There are moments that will shock and ‘disturb’ the player in the mindlessness and brutality of combat in an urban environment. It is this sense, that literally creates emotion as to what’s happening onscreen. This is highly unique considering at the heart of the game, it’s a squad -based shooter.
Apart from a few interactive action sequences, and some instances where you shoot ceilings and walls to make an avalanche of sand, this is a very typical squad-based shooter.
There are multiple assignments to a couple of buttons on the console version – don’t know on the PC – that the game gets ‘confused’ at times, or the actions pop up on the screen to quickly to react to the action you want to do. These are the vault/bash and slip out/swap actions. This isn’t the only game that incorporates multiple actions to one button, but in fairness, it does work most of the time.
Whenever an enemy throws a grenade at you, you can only walk away, even though you’re pressing the buttons to run. This gets very annoying, as you end up dying frequently. Just why you cannot run away is beyond me. In other shooters you can run, so why not this. When you throw grenades at enemies, it makes a billow of sand that obscures their vision, which is a nice effect.
There are some sections that you confront enemies when a sandstorm hits, and when you’re looking directly at the sun. The sandstorm effect is blindly furious and very well incorporated. When looking at the sun, you’re vision is blinded as in ‘reality’, which makes it highly effective or annoying – depending on the player.

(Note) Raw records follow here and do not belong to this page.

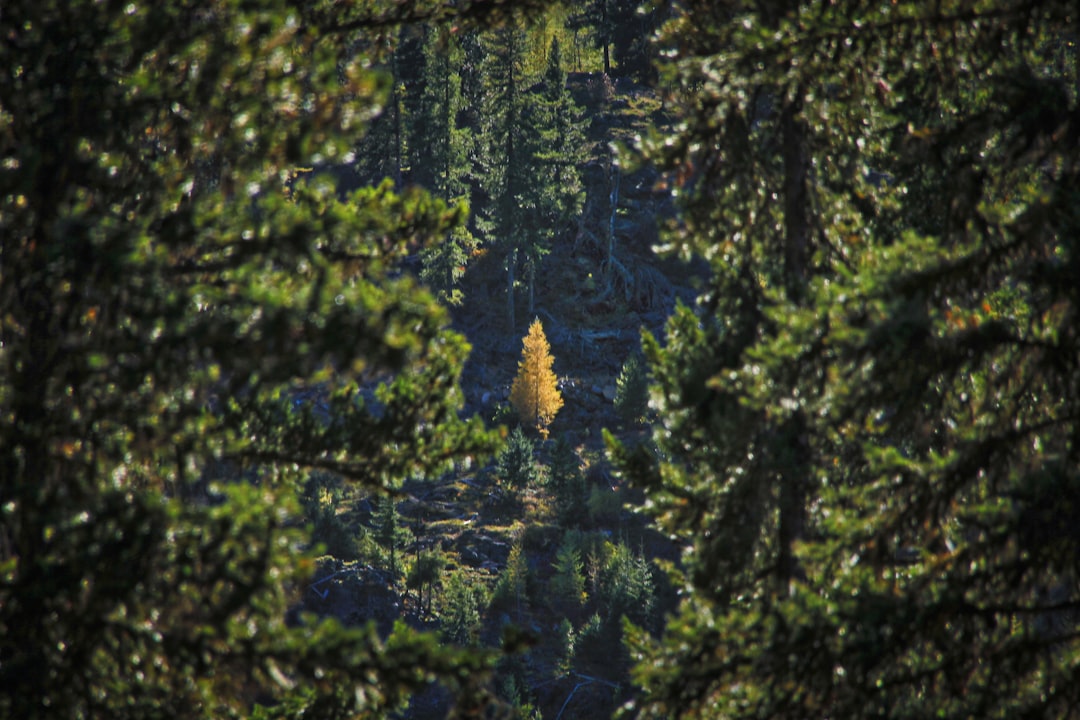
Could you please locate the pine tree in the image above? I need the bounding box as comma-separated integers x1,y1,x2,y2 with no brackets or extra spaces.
374,495,412,582
409,24,470,200
473,19,531,330
439,569,487,646
496,426,540,491
550,533,586,610
509,318,564,438
565,0,615,75
0,3,514,714
421,223,477,306
614,351,650,426
353,30,424,189
548,436,589,526
492,535,530,621
407,548,446,617
612,1,1080,718
517,37,588,316
566,0,663,81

You can assign very simple commands to your AI squad members – which only are taking out an enemy or healing. At times when you assign one member to kill an enemy, they sometimes run far out ahead of you into heavy fire and get wounded. At other times both AI squad members get wounded at the same time, and you cannot heal them in time. When this happens, you ‘die’ and need to start at the last saved checkpoint. There are no manual saves – only auto-saves – so at times it gets annoying to go through the same section multiple times to advance. At least the checkpoint system are frequent, and you don’t need to start from the beginning.
Along the way, there are parts where you need to make a decision on what action to take. These are not so easy to pick, as there is no ‘wrong’ one. It’s more like the ‘greater’ or ‘lesser’ of the two evils. What you pick influences how the story plays out, and how the AI squad reacts to you.
The game is broken up into fifteen chapters, with a prologue and epilogue. Some chapters are shorter than others, and the game lasts roughly six to ten hours, depending on the player’s skill and difficulty set. For a game that’s essentially a single player affair, that’s too short. A much longer campaign would be better.
Presentation & Sound
Graphically-wise it’s similar to ‘Uncharted’ and ‘Mass Effect’. The sandstorm-ravaged landscape of downtown Dubai looks great, but other sections look average. In cutscenes, the character animation isn’t mind-blowing, at at times they don’t look as good as they ought to be. Something like in ‘Deus Ex Human Revolution’.
The character voices are excellent. They really did a very good job portraying emotions when confronted by the realities of war, and effects on the civilians.
Sound-wise, the weapons doesn’t have the ‘punch’ as they should have. This is evident for ‘heaver’ weapons such as assault rifles, shotguns, and turrets. The wind effect of sandstorms is another thing – excellent.
The single-player campaign is quite short – similar in length to ‘Call Of Duty’ – which doesn’t amount to much. You can play through it again to collect all those ‘intel’ items, or on higher difficulties, but once you played through, you know what the outcome is, so there’s really no incentive to play it again. This is even though there are multiple endings.
Even with its gameplay niggles, this is well worth going through, as the storyline itself makes this not your average shooter. Overall, it’s not a bad game, but I wish either the developers had more time to tweak the gameplay.